Le ton est parfois décalé. Pommerat joue avec la langue, les langues. L’incompréhension entre les êtres, entre les individus. Un chinois. Les mots sont des expériences sonores. Forme parle, lutte, fait entendre sa voix. (Merveilleuse partition, acteurs géniaux). Seule Estelle semble être en empathie avec ce monde. Réduit à une pièce. Une chambre. Un point de départ. Le fatum se dessine en cet endroit. Rupture ou Renaissance. Entre photographie et théâtre, des morceaux de fictions s’additionnent pour sceller le destin de cette femme. Double. Et. Acculée. Elle sombre, révèle sa nature, ses sentiments.

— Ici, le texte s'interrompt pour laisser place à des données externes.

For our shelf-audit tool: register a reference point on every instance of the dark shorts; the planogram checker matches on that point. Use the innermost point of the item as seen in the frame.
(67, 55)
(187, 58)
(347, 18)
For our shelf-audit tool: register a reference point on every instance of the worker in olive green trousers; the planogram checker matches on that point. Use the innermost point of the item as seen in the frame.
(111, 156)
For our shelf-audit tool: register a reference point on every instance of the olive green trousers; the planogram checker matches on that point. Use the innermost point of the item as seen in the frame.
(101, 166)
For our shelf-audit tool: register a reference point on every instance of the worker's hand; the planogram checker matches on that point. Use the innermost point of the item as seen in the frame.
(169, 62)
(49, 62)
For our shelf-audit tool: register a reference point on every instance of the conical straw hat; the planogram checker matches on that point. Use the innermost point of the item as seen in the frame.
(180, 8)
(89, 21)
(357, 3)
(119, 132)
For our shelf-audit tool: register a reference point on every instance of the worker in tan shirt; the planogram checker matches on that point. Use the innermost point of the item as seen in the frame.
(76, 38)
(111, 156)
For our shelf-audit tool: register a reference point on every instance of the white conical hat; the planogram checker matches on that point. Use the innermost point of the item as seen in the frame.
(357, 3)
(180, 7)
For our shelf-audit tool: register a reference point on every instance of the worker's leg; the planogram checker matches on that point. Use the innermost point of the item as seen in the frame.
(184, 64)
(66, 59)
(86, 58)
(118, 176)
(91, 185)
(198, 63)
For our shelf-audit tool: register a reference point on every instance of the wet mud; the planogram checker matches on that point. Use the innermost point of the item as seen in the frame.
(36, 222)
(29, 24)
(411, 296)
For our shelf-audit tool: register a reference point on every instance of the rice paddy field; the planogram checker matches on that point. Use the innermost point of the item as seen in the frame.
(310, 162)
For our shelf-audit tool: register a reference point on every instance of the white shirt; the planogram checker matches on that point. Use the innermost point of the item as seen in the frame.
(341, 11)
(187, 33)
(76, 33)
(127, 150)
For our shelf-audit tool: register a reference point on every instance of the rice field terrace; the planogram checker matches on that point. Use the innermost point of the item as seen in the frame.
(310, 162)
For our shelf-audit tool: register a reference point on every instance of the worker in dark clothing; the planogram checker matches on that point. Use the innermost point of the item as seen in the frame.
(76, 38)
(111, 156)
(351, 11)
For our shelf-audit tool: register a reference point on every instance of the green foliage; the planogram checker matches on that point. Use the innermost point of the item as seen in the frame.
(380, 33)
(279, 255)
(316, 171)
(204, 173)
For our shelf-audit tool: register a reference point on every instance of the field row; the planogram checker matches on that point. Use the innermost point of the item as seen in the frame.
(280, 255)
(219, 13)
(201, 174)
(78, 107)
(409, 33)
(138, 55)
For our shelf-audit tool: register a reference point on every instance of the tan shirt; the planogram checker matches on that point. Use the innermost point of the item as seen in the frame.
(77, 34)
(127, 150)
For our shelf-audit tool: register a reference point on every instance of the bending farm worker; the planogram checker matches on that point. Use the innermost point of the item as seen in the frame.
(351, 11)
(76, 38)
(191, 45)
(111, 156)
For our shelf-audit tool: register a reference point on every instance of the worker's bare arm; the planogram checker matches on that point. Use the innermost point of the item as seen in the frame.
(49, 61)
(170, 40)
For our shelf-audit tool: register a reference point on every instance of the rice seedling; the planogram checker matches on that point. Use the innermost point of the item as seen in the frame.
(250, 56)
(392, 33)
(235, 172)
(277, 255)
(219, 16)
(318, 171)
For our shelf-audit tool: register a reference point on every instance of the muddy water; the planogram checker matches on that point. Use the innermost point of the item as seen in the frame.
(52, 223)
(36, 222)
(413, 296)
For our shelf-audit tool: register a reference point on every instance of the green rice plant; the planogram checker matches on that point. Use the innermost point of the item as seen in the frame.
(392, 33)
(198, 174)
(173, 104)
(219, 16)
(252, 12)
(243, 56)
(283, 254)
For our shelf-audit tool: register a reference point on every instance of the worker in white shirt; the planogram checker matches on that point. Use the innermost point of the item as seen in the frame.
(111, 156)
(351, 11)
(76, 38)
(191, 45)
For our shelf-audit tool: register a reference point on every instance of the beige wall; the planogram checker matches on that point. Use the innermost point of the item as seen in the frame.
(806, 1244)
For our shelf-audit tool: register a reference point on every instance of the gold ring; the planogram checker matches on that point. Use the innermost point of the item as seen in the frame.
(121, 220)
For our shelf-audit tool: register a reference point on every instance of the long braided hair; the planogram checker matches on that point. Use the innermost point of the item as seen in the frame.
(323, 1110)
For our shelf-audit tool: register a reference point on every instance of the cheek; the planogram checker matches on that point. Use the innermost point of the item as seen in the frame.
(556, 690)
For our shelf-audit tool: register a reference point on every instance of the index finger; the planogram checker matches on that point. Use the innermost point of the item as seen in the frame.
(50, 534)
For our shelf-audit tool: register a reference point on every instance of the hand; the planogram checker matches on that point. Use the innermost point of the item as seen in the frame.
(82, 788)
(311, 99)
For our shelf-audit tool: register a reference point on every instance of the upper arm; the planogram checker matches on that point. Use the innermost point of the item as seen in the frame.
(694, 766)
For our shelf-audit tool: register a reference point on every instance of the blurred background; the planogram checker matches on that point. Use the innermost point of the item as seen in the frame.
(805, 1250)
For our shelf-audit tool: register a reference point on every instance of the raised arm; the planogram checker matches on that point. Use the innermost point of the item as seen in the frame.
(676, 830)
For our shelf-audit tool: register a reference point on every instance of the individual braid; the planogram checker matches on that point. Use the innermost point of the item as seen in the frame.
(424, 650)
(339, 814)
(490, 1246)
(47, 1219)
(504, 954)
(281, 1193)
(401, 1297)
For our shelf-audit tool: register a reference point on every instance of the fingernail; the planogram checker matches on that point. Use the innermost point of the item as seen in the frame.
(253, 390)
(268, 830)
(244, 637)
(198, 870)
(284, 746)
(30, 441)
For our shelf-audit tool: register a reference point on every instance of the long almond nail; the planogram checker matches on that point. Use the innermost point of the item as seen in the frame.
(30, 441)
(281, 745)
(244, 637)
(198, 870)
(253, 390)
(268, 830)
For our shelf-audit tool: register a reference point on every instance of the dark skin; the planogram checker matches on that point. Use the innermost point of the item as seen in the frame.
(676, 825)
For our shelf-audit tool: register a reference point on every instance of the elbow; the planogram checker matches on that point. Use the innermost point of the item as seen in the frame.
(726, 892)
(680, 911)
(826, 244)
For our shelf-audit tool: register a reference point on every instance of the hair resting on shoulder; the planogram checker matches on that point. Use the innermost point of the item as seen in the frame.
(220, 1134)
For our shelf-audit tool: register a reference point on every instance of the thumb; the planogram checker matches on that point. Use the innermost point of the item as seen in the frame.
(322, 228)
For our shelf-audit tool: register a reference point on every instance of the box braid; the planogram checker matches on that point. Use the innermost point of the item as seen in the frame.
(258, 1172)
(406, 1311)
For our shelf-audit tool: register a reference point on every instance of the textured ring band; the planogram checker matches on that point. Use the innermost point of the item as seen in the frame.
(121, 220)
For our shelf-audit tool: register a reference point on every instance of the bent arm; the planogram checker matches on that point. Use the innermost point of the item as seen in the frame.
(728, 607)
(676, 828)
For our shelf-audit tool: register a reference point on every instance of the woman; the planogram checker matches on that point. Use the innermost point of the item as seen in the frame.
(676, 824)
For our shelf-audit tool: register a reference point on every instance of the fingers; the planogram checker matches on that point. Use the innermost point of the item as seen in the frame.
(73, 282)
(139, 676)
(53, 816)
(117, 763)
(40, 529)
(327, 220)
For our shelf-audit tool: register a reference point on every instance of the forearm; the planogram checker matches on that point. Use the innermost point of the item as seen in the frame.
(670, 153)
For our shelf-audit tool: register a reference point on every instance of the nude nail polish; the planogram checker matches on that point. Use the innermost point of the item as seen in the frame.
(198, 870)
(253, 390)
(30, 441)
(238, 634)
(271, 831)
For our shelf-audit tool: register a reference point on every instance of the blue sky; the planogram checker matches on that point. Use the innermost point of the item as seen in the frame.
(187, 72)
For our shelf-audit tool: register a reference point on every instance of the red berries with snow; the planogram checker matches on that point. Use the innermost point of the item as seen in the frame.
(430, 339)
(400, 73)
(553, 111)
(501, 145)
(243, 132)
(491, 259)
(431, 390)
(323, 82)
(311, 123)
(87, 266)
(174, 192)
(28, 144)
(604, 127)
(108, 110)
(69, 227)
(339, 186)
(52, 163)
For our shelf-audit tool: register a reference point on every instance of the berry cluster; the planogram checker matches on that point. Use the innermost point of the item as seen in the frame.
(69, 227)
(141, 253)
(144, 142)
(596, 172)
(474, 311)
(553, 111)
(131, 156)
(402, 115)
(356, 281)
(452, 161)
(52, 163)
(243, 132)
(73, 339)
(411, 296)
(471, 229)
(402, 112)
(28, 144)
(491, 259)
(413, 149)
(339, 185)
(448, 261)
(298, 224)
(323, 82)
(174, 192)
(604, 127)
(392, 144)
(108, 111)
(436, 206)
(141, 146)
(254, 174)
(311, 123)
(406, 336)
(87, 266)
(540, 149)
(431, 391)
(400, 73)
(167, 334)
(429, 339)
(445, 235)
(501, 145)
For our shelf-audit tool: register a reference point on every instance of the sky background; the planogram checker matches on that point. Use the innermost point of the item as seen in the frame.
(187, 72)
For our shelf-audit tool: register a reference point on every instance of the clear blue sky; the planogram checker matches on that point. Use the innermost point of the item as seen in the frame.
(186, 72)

VOIX DE CLAUDIE: La grande particularité d’Estelle c’était se faculté de se mettre à la place des autres. Quasiment sans limite. Estelle avait commencé comme caissière puis elle était devenue polyvalente, c’est-à-dire qu’elle pouvait tout faire. Au magasin, cette qualité était vraiment reconnue et appréciée de tous. »

Une plongée dans les méandres de l’existence. Le cercle. La scénographie. La dramaturgie. Une boucle. Le besoin de renouer avec l’individu, la foi. Se corrompre… S’enliser ou peut-être se révéler dans ce qu’il y a de plus obscur…Métamorphoses. Ruth Olaizola est incroyable. magnificence du jeu. Une fable violente, subtile et sublime.